Hey HN!
Over the past few months, I've been working on building Omni - a workplace search and chat platform that connects to apps like Google Drive/Gmail, Slack, Confluence, etc. Essentially an open-source alternative to Glean, fully self-hosted.
I noticed that some orgs find Glean to be expensive and not very extensible. I wanted to build something that small to mid-size teams could run themselves, so I decided to build it all on Postgres (ParadeDB to be precise) and pgvector. No Elasticsearch, or dedicated vector databases. I figured Postgres is more than capable of handling the level of scale required.

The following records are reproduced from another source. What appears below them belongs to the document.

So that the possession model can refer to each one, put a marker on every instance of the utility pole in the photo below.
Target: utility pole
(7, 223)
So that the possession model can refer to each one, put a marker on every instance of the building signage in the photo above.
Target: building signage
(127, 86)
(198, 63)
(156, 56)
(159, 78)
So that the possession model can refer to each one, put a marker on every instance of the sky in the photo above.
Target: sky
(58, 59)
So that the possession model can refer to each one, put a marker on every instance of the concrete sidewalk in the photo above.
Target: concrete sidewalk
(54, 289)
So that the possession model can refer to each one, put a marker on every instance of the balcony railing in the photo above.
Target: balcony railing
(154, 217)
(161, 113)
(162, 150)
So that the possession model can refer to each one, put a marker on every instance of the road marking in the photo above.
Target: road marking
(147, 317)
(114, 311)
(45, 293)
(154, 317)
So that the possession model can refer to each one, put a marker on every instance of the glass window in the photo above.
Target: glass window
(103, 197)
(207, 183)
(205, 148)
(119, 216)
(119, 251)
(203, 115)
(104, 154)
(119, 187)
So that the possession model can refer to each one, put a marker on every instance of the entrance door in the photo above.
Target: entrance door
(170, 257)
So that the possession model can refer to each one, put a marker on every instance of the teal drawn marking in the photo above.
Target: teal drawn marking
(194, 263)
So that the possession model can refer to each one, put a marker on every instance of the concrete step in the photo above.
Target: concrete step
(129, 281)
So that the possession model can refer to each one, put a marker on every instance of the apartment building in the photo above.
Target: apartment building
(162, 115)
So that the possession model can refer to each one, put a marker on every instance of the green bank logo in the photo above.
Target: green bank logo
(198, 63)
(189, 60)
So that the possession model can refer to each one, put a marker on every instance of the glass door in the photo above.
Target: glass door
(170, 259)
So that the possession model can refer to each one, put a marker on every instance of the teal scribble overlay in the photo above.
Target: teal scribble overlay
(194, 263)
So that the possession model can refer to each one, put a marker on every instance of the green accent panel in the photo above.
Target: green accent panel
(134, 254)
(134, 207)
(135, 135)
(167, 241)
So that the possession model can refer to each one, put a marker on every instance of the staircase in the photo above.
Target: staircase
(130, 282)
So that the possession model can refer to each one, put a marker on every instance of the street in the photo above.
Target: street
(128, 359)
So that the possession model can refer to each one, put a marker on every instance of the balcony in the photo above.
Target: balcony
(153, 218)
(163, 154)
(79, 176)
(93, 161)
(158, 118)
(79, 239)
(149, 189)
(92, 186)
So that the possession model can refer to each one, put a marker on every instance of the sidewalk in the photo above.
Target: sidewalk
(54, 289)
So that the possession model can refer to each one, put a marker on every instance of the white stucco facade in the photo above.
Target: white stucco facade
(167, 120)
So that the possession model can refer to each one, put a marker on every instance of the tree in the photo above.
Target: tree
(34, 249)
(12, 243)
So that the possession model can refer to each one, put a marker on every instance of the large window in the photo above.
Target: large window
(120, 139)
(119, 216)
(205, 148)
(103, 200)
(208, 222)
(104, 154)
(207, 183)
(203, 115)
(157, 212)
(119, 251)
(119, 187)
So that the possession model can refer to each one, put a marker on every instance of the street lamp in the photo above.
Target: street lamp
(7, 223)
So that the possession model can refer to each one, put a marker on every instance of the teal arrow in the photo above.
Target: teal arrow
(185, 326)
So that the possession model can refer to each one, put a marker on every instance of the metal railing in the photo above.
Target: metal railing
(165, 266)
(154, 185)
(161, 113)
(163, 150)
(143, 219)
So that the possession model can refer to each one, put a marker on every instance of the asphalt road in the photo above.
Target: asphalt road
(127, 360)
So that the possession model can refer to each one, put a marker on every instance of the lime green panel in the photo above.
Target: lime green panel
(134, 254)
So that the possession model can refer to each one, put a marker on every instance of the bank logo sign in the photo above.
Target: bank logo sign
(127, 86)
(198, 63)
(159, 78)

To bring up Omni on your own infra, all it takes is a single `docker compose up`, and some basic configuration to connect your apps and LLMs.
What it does:
- Syncs data from all connected apps and builds a BM25 index (ParadeDB) and HNSW vector index (pgvector) - Hybrid search combines results from both - Chat UI where the LLM has tools to search the index - not just basic RAG - Traditional search UI - Users bring their own LLM provider (OpenAI/Anthropic/Gemini) - Connectors for Google Workspace, Slack, Confluence, Jira, HubSpot, and more - Connector SDK to build your own custom connectors
Omni is in beta right now, and I'd love your feedback, especially on the following:
- Has anyone tried self-hosting workplace search and/or AI tools, and what was your experience like? - Any concerns with the Postgres-only approach at larger scales?
Happy to answer any questions!
The code: https://github.com/getomnico/omni (Apache 2.0 licensed)
Interesting!
I also started to build something similar for us, as an PoC/alternative to Glean. I'm curious how you handle data isolation, where each user has access to just the messages in their own Slack channels, or Jira tickets from only workspaces they have access to? Managing user mapping was also super painful in AWS Q for Business.
I've done some RAG using postgres and the vector db extension, look into it if you're doing that type of search; it's certainly simpler than bolting another solution for it.
Multiple pages link to a `API Reference` that returns a 404
[dead]
[dead]
How well does the Postgres-only approach hold up as data grows — did you benchmark it against Elasticsearch or a dedicated vector DB?